Questions and Answers

Q: There are certain cases where compressing data may generate poor results. When might we encounter this with Huffman coding?

A: Effective compression with Huffman coding depends on symbols occurring in the data at varying frequencies. If all possible symbols occur at nearly the same frequency, poor compression results. Huffman coding also performs poorly when used to compress small amounts of data. In this case, the space required by the table in the header negates the compression achieved in the data. Fortunately, these limitations are not normally a problem because the symbols in most data are not uniformly distributed, and we are usually not interested in compressing small amounts of data.

Q: Just as with Huffman coding, there are certain cases in which LZ77 achieves poor compression. What are some of these cases?

A: Effective compression with LZ77 depends on being able to encode many sequences of symbols using phrase tokens. If we generate a large number of symbol tokens and only a few phrase tokens representing predominantly short phrases, poor compression results. An excessive number of symbol tokens may even cause the compressed data to be larger than the original data itself. This occurs when the sliding window is made too small to take advantage of recurring phrases effectively.

Q: In the implementation of both Huffman coding and LZ77 presented in this chapter, the end of the compressed data is recognized by counting symbols. This means we must store a symbol count along with the compressed data itself. What is another approach to recognizing the end of the data? What impact would this have on each implementation?

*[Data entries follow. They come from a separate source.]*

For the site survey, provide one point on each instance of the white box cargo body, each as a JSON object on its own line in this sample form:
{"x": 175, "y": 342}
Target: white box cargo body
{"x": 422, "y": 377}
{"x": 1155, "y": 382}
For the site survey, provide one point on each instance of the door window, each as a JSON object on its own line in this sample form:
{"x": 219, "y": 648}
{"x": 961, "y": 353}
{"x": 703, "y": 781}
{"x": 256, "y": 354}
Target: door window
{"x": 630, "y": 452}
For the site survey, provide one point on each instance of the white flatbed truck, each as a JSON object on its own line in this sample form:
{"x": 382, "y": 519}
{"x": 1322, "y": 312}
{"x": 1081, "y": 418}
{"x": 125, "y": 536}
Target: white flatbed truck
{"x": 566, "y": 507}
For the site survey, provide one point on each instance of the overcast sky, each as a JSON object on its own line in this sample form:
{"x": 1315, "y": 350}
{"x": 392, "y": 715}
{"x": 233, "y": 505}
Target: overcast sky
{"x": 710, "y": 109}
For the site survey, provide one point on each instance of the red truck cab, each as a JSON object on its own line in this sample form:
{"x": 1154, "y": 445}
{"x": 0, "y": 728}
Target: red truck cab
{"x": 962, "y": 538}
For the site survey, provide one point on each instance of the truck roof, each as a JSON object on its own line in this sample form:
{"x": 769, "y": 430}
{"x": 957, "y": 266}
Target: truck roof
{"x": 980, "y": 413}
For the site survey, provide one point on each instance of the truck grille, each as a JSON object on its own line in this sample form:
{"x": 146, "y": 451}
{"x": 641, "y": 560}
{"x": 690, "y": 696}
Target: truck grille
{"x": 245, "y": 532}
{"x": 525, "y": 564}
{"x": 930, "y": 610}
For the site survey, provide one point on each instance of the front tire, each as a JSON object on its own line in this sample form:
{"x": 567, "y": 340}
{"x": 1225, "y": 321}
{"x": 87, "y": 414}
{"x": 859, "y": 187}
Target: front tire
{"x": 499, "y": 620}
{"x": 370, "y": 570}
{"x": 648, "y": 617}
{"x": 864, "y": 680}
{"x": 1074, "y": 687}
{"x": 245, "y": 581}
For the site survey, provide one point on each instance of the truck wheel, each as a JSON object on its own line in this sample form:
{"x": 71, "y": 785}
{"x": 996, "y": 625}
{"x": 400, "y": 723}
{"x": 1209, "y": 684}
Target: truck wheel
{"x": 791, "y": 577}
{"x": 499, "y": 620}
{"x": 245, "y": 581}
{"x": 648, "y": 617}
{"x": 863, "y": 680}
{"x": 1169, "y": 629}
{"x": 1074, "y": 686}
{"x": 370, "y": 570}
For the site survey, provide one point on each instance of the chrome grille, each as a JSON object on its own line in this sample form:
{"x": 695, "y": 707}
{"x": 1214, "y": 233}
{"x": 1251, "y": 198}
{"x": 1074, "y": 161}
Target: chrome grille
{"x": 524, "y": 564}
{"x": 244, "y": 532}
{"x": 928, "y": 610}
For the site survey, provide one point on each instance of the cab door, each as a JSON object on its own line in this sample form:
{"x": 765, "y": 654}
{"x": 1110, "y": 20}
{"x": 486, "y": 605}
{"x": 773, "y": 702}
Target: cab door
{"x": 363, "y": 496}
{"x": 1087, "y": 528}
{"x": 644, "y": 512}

A: When uncompressing data, we must have a way to determine exactly where the data ends. An alternative to storing a symbol count is to encode a special end-of-data symbol. In the implementations in this chapter, this would mean encoding 257 symbols instead of 256. To account for this with Huffman coding, we need only make the symbol member of the HuffNode structure a short integer instead of an unsigned character. Thus, the size of the compressed data is affected very little. On the other hand, in the implementation of LZ77, without substantial changes to the way we interpret tokens, we would need to store an extra bit with each token to represent the 257 possible symbols. Thus, the size of the compressed data would increase, making this method less effective than simply counting symbols.

Q: With LZ77, what factors must be balanced in selecting the size of the sliding window? What factors must be balanced in selecting the size of the look-ahead buffer?

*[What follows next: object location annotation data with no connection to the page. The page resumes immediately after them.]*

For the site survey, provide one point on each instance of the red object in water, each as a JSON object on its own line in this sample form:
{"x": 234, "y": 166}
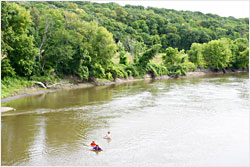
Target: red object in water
{"x": 93, "y": 144}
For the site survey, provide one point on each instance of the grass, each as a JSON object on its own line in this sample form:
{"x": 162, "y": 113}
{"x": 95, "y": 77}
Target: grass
{"x": 156, "y": 60}
{"x": 13, "y": 86}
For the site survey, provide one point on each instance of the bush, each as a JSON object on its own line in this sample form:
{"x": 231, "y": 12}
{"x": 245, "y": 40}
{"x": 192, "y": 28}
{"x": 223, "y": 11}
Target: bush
{"x": 6, "y": 69}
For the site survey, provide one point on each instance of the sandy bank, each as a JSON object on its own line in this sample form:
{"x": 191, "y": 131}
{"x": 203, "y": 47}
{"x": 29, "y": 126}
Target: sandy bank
{"x": 36, "y": 91}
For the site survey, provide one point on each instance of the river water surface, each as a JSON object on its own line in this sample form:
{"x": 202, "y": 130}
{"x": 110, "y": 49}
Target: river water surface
{"x": 199, "y": 121}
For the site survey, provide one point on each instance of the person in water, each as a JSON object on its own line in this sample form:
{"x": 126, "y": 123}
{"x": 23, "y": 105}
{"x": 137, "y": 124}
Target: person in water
{"x": 107, "y": 136}
{"x": 97, "y": 148}
{"x": 93, "y": 144}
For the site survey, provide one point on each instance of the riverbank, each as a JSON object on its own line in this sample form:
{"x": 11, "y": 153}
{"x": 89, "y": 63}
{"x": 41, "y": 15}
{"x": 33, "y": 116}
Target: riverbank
{"x": 37, "y": 90}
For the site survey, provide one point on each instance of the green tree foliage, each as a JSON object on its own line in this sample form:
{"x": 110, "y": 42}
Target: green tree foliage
{"x": 17, "y": 45}
{"x": 80, "y": 39}
{"x": 195, "y": 55}
{"x": 217, "y": 54}
{"x": 177, "y": 62}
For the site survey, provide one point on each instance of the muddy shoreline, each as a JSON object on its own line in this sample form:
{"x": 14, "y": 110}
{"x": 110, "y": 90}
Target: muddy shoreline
{"x": 37, "y": 91}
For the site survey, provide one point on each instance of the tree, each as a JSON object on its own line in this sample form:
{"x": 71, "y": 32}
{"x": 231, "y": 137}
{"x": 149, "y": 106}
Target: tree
{"x": 217, "y": 54}
{"x": 195, "y": 55}
{"x": 17, "y": 45}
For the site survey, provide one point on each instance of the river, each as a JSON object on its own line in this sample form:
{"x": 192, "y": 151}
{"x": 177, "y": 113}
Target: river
{"x": 196, "y": 121}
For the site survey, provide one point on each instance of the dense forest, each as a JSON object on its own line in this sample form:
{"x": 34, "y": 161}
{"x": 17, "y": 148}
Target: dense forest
{"x": 50, "y": 40}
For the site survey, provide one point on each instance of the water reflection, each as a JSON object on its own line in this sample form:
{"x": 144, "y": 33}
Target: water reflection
{"x": 57, "y": 128}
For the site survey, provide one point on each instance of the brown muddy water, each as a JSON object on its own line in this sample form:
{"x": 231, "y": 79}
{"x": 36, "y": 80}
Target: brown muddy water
{"x": 198, "y": 121}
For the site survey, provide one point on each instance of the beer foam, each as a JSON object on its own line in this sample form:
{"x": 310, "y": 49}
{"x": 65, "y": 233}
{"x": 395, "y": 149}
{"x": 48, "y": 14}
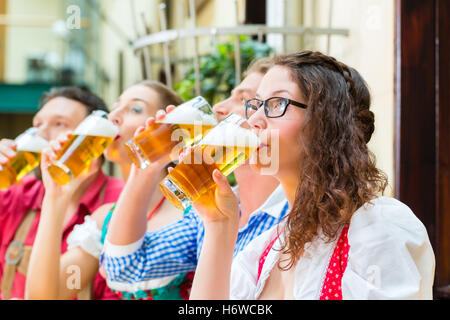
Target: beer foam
{"x": 97, "y": 126}
{"x": 188, "y": 115}
{"x": 31, "y": 143}
{"x": 231, "y": 135}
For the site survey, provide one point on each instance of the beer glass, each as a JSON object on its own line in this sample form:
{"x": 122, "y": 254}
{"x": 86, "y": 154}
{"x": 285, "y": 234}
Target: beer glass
{"x": 88, "y": 142}
{"x": 28, "y": 157}
{"x": 225, "y": 147}
{"x": 189, "y": 121}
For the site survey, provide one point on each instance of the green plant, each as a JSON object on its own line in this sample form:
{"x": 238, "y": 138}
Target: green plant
{"x": 217, "y": 69}
{"x": 218, "y": 73}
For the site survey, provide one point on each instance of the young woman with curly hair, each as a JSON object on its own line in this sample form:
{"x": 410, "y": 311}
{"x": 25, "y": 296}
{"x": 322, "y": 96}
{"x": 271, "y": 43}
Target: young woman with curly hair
{"x": 341, "y": 238}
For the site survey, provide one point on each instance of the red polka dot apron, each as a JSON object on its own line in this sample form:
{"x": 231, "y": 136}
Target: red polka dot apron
{"x": 331, "y": 287}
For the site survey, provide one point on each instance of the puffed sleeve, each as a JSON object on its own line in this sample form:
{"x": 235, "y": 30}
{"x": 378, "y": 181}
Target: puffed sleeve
{"x": 390, "y": 254}
{"x": 86, "y": 236}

A: Recall that the implementation of LZ77 presented in this chapter used a sliding window 4K (4096 bytes) in size and a look-ahead buffer of 32 bytes, which are common choices. The size of the sliding window determines how far back in the data we search for matching phrases. Generally, it is a good idea to search quite far back to allow a good opportunity for matches. However, we must balance this against the time it takes to search through the sliding window. Also, we must balance this against the space penalty of using more bits for offsets in phrase tokens. The size we choose for the look-ahead buffer determines the maximum length of phrases we can match. If the data has many long phrases that are duplicated, choosing a buffer size that is too small results in multiple phrase tokens where we might otherwise get just one. However, we must balance this against the space penalty of using more bits for lengths in phrase tokens.

Q: In Huffman coding, how might we decrease the space required by the header at the front of compressed data? Are there any problems associated with this?

A: Recall that in the implementation of Huffman coding presented in this chapter a header was prepended to the compressed data. This header contained a table of 256 entries, one entry for each possible symbol. If several symbols have frequencies of 0, this is somewhat wasteful. For example, when compressing ASCII text, many symbols are not used, so their frequencies are 0. A better approach to storing the table in this case is to use count runs . A count run consists of the value of a starting symbol c followed by a length l. It tells us that the next l entries in the table will be entries for the symbols c, c + 1, . . ., c + l - 1. In many cases, this reduces the size of the table. However, when the table is nearly full to begin with, it actually increases the table size slightly.

Q: One of the most costly aspects of LZ77 is scanning the sliding window for matching phrases. How can we improve the performance of this?

A: LZ77 looks for matching phrases by comparing portions of the sliding window to portions of the look-ahead buffer essentially symbol by symbol. A more effective approach is to replace the sliding window with some type of data structure for efficient searching. For example, we might use a hash table (see Chapter 8) or a binary search tree (see Chapter 9) to store phrases encountered earlier. In fact, this is the approach employed by several more efficient variations of LZ77 (see the related topics at the end of the chapter).

Q: Considering the performance differences and compression normally achieved by Huffman coding and LZ77, when might we use one over the other?

A: LZ77 generally results in better compression than Huffman coding, but with a significant performance penalty during the compression process. One situation in which this might not pose a problem is the distribution of large software packages. LZ77 works well here because the data only needs to be compressed once (at the production facility), and clients benefit from the considerably faster operation of uncompressing the data. On the other hand, suppose we are sending large amounts of data across a network interactively and would like to compress it before each transmission. In this case, for every transmission, we must compress data on one end of the connection and uncompress it on the other. Therefore, it is best to use Huffman coding. We may not achieve as much compression as with LZ77, but compressing and uncompressing together are faster.